Punctured wheels and kicks in the head can't halt our Ironmen

Some of the competitors getting out of the water after swimming in Scotsman's Bay
Some of the competitors getting out of the water after swimming in Scotsman's Bay
The T3 triathlon club, sponsored by the Big Red Cloud, all set for the swim
Kevin Thornton

Sam Griffin

Galway native Kevin Thornton was left cursing his luck - and a punctured tyre - which dashed any hopes of Irish victory at the first ever Ironman triathlon event in Dublin.

Some 2,500 athletes braved the icy dawn waters of Scotsman's Bay in Dun Laoghaire, cycled 90km through the capital's city and suburban streets and finished with an agonising 20km run around the Phoenix Park in the epic endurance test.

The race, supported by Dublin City Council, is called the Ironman 70.3 and is just slightly shorter than a full-length triathlon.

Irish success rested on the shoulders of professional triathlete Kevin Thornton who was leading the race at the cycle stage near Dunboyne in Co Meath when his puncture misfortune struck.

"I was in the lead at that stage and it cost me about three minutes to change it and then you're chasing your tail and it has a knock-on effect on your run because you have to work harder," said Kevin after the race.

He added it was 'impossible' to say if the mishap had cost him the top prize.

In the end, he finished in third and seven minutes off French winner Denis Chebrot.

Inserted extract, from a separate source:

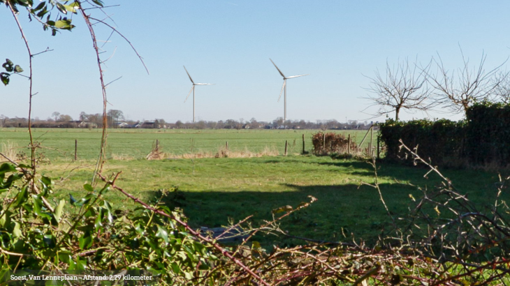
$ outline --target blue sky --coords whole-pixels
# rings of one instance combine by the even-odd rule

It wasn't plain sailing for musician Niall Breslin either, who was "delighted" with his finishing time of five hours and seven minutes.

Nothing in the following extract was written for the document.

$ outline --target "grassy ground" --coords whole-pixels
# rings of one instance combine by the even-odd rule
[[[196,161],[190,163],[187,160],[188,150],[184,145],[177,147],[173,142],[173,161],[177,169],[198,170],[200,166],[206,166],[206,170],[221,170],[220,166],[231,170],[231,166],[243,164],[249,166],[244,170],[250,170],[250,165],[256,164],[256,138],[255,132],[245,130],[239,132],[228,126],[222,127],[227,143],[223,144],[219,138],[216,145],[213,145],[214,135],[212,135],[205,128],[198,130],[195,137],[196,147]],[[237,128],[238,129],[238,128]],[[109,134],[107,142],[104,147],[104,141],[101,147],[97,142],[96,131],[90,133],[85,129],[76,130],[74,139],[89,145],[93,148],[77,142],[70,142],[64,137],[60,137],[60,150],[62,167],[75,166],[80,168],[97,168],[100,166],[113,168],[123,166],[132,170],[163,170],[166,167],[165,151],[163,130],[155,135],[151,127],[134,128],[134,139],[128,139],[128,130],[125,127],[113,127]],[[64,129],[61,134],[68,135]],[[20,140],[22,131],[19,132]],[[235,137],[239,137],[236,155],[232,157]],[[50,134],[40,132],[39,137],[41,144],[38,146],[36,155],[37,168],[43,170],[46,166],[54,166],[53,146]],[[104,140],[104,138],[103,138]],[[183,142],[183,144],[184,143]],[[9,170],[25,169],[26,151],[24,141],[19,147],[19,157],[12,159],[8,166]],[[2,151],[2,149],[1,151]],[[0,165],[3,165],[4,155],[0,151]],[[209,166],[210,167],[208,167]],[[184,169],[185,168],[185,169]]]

Indeed he did well to make it at all after getting a little too close for comfort with some of the competitors during the swim section.

"I think it was a weird swim. I got so many kicks in the face I don't know if that is because they don't like me or if that is just the way the swim works," Bressie joked at the finish line.

He also paid tribute to the support of the hundreds of fans who lined the finishing straight in the Phoenix Park, among them his model girlfriend Roz Purcell, to cheer on the athletes from Ireland the UK, and further afield.

"I don think people understand what that support does. I know it sounds cheesy but it actually does (help) because when you're out on the course you can get a bit lonely for so long, and then every now and again you come back around you get that little burst of energy from seeing everybody and your family", he said.

The first woman home was Susie Cheetham, from the UK in four hours and 27 minutes.